Although Moore’s face graces every one of the company’s 284 products, which he says will bring in more than $110 million in revenue this year, you probably haven’t heard of him. He keeps a surprisingly low profile, preferring that customers stay on a first-name basis. On each Red Mill bag, Moore serves as folksy ambassador, wearing a derby cap, glasses and a bolo. In real life, he adds a red jacket. If Whole Foods sells a latte-fueled dream of healthy ’90s decadence, Bob’s Red Mill peddles a more populist fantasy of prairie days, a manufactured nostalgia.
In reality, Moore is harking back to early-1900s wisdom by pushing whole grains, high fiber and complex carbohydrates. Doing so positioned him ahead of the curve 37 years ago, when he opened his first mill with his wife, Charlee, and two of his three sons, in Redding, Calif. Moore’s Flour Mill, as it was called then, had nine employees.
Today, the “Mill” is an impressive 320,000-square-foot building the company moved to in 2007; it is flanked by silos on the side of a highway in Milwaukie, Ore., about 15 minutes from downtown Portland. Inside are putty-colored Danish-made mills, each fitted with a millstone that grinds whole grains into cornmeal, flax meal, brown rice flour and more.
Though mechanized, the mills are consistent with “slow food” thinking. Moore rejects a faster metal-roller process, which he says heats the products and shortens their shelf lives. “We built these machines,” he says. “The others that existed, they screamed, got hot and went 94 miles per hour. I don’t live my life that way, and I don’t want my food that way.”
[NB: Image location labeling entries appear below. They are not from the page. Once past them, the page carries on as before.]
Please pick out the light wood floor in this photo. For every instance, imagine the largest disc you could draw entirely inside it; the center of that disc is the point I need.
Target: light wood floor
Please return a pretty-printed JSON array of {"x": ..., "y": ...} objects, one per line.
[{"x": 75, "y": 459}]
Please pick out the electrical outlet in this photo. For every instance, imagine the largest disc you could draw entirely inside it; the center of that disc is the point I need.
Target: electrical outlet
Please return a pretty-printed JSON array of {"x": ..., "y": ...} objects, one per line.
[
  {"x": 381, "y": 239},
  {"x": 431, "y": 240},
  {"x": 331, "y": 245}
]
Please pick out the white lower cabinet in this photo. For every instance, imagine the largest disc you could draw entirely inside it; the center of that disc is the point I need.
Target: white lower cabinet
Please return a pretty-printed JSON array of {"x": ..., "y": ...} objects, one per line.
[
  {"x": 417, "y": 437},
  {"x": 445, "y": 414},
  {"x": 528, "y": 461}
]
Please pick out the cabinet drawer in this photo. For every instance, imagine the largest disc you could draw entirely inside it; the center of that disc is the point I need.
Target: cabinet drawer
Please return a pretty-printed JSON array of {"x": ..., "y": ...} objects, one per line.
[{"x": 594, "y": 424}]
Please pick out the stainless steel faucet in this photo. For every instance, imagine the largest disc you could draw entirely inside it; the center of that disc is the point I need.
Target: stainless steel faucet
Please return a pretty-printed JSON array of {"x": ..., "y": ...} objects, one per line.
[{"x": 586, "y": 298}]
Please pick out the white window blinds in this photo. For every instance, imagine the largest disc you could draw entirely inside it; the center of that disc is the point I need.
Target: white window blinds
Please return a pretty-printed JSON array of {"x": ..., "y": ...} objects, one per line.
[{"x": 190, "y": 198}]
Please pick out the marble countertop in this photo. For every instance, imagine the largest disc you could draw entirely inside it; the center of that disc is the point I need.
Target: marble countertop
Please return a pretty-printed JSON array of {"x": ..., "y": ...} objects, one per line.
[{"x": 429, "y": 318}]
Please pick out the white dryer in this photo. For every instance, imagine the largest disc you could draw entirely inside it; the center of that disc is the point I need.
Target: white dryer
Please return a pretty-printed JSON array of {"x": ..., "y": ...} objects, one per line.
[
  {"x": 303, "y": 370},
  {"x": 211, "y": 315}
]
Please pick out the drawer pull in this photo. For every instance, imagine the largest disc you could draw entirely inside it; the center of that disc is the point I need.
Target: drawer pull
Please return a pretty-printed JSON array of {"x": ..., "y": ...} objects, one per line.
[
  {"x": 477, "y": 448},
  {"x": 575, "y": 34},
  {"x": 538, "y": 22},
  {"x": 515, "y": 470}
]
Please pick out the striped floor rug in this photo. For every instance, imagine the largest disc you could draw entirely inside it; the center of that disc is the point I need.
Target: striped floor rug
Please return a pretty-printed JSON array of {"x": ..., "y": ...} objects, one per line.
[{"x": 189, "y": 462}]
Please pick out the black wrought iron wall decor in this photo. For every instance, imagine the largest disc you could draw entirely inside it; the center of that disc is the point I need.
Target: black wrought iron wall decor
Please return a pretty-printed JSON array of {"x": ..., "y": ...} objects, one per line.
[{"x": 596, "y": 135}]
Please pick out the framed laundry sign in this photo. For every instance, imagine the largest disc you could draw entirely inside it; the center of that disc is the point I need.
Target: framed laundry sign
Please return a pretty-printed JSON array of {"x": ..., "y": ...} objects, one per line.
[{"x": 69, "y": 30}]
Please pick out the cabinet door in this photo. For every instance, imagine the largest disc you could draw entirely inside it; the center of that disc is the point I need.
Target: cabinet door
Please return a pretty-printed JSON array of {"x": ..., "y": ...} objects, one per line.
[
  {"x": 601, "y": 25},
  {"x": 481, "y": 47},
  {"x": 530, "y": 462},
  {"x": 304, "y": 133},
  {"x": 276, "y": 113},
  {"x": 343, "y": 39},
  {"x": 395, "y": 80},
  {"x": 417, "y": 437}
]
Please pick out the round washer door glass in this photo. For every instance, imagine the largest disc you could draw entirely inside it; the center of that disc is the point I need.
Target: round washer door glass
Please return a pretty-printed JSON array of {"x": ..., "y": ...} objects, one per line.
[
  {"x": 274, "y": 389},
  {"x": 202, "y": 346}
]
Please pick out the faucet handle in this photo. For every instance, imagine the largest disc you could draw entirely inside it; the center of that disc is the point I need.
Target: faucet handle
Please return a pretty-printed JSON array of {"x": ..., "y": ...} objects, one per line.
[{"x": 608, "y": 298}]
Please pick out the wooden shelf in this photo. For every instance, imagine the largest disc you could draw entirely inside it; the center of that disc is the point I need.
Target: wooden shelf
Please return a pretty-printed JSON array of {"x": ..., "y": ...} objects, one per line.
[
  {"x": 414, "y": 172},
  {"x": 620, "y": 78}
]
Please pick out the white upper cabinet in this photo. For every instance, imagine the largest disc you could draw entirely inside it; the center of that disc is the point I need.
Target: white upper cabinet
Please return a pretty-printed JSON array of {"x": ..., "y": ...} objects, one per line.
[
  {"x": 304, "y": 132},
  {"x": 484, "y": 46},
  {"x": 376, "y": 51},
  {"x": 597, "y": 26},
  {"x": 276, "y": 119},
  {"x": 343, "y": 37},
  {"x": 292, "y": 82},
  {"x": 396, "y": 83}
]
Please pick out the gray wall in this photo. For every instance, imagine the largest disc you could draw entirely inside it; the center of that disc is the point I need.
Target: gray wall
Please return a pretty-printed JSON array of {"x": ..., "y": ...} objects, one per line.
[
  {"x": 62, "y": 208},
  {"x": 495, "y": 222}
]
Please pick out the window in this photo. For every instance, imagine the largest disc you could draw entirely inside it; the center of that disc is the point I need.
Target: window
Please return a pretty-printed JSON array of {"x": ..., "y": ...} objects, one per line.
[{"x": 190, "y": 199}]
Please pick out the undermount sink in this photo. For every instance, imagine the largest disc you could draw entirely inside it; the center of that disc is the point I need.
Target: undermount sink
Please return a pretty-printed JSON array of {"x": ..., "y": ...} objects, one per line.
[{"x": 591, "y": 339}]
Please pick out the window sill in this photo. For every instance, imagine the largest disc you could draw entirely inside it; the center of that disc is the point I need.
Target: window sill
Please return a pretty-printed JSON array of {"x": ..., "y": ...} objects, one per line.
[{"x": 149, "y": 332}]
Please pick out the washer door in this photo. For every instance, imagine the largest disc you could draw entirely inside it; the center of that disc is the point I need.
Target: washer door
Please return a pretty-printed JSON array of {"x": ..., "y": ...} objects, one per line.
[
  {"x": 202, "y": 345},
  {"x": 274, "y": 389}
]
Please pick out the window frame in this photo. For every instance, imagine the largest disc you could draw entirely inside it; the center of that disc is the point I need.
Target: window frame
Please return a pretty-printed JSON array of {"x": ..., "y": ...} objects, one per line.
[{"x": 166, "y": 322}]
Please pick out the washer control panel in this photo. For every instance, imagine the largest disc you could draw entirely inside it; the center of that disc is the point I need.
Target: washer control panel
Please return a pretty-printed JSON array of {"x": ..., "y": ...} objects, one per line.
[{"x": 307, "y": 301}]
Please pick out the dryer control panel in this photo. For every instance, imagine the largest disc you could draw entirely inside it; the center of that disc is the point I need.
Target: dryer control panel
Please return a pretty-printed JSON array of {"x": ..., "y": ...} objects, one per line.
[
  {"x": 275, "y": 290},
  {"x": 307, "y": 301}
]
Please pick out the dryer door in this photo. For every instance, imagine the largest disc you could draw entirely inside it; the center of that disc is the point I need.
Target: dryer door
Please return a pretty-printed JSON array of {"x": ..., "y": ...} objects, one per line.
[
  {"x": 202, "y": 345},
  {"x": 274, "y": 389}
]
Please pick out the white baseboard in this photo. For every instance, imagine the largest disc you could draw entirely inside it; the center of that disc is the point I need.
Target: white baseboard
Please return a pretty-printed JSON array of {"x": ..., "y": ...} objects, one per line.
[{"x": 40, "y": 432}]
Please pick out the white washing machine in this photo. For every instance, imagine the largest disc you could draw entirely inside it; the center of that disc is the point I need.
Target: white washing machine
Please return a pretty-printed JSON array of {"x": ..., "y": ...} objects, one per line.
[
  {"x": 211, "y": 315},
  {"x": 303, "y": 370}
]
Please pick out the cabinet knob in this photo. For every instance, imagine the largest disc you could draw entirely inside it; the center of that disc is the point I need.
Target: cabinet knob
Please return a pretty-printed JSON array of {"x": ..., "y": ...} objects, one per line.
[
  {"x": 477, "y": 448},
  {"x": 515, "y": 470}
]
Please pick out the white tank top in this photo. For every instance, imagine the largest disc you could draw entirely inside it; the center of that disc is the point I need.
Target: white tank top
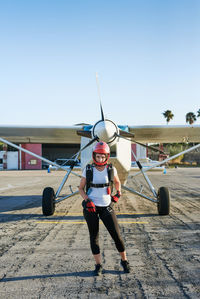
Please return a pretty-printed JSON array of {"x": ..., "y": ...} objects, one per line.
[{"x": 99, "y": 196}]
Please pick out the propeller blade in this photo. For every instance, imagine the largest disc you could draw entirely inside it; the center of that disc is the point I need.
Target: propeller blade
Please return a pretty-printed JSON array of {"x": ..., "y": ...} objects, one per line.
[
  {"x": 88, "y": 144},
  {"x": 82, "y": 124},
  {"x": 128, "y": 135},
  {"x": 102, "y": 114},
  {"x": 84, "y": 133}
]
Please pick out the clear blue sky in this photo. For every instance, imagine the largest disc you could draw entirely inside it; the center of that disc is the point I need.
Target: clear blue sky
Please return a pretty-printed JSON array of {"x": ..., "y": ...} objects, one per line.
[{"x": 146, "y": 53}]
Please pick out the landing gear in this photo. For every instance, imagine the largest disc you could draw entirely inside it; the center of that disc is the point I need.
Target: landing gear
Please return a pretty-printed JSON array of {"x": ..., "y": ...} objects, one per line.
[
  {"x": 163, "y": 204},
  {"x": 48, "y": 201}
]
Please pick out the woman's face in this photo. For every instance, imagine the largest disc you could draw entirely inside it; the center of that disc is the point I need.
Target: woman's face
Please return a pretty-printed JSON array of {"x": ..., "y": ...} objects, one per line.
[{"x": 100, "y": 158}]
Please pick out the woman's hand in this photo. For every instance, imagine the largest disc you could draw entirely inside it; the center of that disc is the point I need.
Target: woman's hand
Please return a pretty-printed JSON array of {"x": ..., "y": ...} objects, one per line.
[
  {"x": 116, "y": 197},
  {"x": 89, "y": 205}
]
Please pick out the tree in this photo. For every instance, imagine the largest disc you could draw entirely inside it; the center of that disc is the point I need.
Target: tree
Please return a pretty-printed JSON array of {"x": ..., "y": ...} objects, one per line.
[
  {"x": 190, "y": 118},
  {"x": 168, "y": 115}
]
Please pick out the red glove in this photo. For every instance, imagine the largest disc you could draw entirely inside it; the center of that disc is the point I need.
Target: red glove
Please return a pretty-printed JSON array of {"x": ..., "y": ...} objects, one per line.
[
  {"x": 116, "y": 197},
  {"x": 89, "y": 205}
]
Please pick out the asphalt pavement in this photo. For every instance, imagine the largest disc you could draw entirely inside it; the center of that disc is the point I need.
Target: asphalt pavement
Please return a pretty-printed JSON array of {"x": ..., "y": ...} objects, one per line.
[{"x": 50, "y": 257}]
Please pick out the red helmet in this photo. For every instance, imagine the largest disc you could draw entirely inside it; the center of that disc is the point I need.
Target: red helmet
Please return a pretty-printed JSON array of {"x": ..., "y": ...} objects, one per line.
[{"x": 101, "y": 148}]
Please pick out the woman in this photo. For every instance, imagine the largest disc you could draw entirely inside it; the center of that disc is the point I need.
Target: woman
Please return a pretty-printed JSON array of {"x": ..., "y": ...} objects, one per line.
[{"x": 97, "y": 203}]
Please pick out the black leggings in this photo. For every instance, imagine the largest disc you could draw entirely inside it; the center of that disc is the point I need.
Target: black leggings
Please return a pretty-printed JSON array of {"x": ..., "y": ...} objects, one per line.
[{"x": 107, "y": 215}]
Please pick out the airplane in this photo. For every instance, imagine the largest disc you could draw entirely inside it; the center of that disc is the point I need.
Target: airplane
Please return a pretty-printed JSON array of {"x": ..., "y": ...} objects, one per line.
[{"x": 119, "y": 138}]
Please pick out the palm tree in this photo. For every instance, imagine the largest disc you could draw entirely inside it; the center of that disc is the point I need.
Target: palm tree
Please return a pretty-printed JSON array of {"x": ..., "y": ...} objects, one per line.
[
  {"x": 168, "y": 115},
  {"x": 190, "y": 118}
]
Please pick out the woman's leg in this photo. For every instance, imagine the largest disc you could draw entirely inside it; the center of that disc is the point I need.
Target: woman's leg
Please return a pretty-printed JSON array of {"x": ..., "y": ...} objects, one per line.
[
  {"x": 109, "y": 219},
  {"x": 92, "y": 220}
]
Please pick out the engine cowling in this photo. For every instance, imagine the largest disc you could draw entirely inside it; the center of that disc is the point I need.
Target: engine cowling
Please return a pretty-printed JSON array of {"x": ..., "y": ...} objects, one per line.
[{"x": 106, "y": 131}]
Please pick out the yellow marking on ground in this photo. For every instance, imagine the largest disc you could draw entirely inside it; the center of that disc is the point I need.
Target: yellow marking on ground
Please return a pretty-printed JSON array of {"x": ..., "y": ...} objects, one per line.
[
  {"x": 78, "y": 222},
  {"x": 81, "y": 214}
]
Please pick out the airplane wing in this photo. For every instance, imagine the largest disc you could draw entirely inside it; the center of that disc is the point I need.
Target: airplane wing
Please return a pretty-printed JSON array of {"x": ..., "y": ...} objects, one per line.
[
  {"x": 166, "y": 134},
  {"x": 20, "y": 134},
  {"x": 72, "y": 134}
]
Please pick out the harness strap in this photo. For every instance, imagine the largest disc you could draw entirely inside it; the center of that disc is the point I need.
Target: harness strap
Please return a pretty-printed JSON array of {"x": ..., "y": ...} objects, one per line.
[
  {"x": 89, "y": 177},
  {"x": 99, "y": 185}
]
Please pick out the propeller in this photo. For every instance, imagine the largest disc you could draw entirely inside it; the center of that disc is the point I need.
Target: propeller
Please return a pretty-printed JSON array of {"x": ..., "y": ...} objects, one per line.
[
  {"x": 126, "y": 135},
  {"x": 88, "y": 144}
]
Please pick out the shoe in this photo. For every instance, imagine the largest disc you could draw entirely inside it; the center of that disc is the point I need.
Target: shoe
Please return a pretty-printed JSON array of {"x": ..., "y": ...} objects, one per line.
[
  {"x": 126, "y": 266},
  {"x": 98, "y": 270}
]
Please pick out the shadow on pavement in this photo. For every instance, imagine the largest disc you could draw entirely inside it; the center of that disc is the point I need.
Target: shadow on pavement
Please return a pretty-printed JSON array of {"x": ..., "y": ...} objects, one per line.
[
  {"x": 13, "y": 203},
  {"x": 45, "y": 276}
]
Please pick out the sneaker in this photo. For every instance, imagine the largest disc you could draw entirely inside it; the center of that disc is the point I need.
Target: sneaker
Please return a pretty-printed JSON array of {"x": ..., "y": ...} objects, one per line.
[
  {"x": 126, "y": 266},
  {"x": 98, "y": 270}
]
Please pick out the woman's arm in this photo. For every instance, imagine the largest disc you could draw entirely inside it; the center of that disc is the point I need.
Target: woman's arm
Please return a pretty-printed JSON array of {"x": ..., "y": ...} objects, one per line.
[
  {"x": 82, "y": 188},
  {"x": 117, "y": 183}
]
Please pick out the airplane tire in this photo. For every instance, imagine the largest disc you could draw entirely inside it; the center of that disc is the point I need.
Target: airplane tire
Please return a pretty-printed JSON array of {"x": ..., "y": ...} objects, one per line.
[
  {"x": 48, "y": 203},
  {"x": 163, "y": 201}
]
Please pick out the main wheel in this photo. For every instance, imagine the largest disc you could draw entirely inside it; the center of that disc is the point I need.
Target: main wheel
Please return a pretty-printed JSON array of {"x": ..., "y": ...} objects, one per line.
[
  {"x": 48, "y": 201},
  {"x": 163, "y": 201}
]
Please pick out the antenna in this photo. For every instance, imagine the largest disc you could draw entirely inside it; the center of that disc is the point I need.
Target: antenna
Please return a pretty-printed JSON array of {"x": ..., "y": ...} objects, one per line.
[{"x": 98, "y": 87}]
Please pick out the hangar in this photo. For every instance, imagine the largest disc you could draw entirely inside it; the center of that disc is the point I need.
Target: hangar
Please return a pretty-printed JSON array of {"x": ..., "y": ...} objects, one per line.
[{"x": 11, "y": 159}]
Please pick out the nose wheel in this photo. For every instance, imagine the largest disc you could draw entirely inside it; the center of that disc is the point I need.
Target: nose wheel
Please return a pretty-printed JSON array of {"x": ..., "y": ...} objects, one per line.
[
  {"x": 163, "y": 204},
  {"x": 48, "y": 201}
]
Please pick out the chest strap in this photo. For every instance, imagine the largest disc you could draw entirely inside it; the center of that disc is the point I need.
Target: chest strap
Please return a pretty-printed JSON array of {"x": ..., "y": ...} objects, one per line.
[{"x": 99, "y": 185}]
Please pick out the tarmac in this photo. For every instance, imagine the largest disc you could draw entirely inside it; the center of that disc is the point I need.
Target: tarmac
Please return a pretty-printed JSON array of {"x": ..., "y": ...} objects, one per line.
[{"x": 50, "y": 257}]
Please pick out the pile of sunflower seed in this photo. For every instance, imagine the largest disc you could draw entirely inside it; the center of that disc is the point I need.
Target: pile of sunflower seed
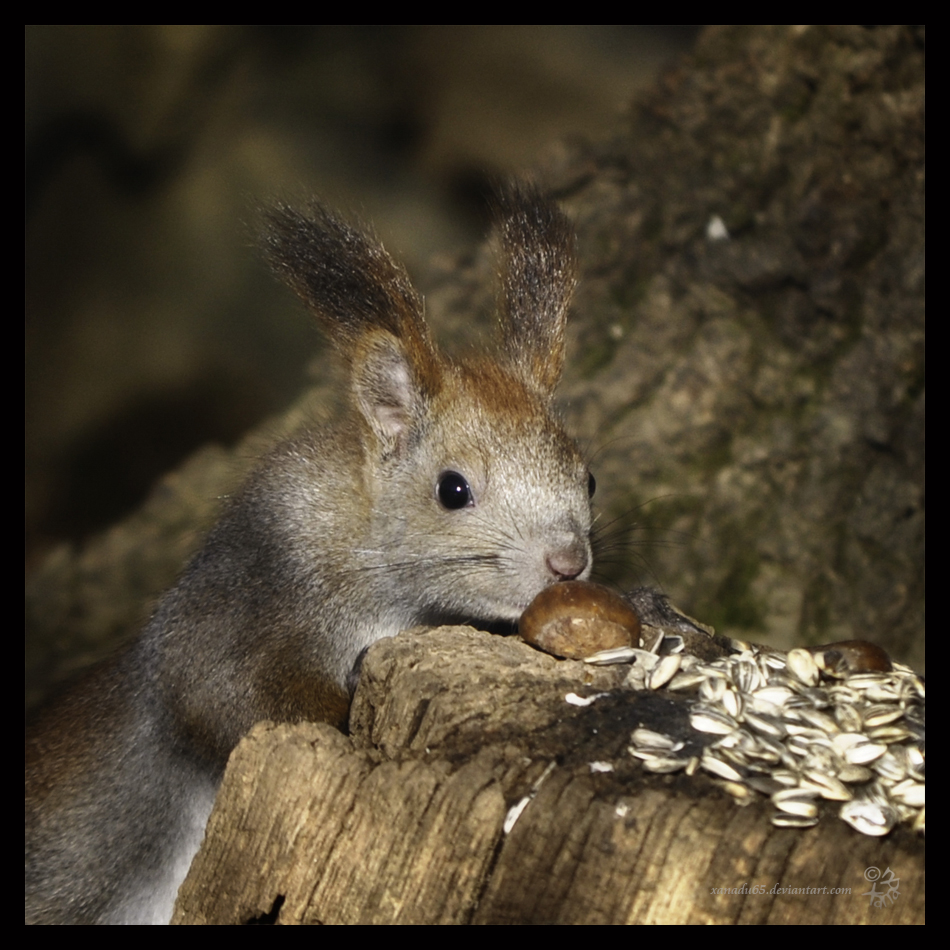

His father’s death of a heart attack at age 49 planted the seeds of Moore’s health-consciousness, as did early exposure to his wife’s grandmother’s books, such as “Let’s Get Well” by Adele Davis. “I thought she was a real nut,” he says. “Now I make my living being a nut.”
Moore honed his work ethic as the owner of a gas station in Los Angeles in the 1950s but eventually moved his wife and three sons to the resort town of Mammoth Lakes to escape the L.A. smog, There, his second gas station business failed miserably, and the Moores ended up so broke they had to move the family into an empty rental property owned by their minister.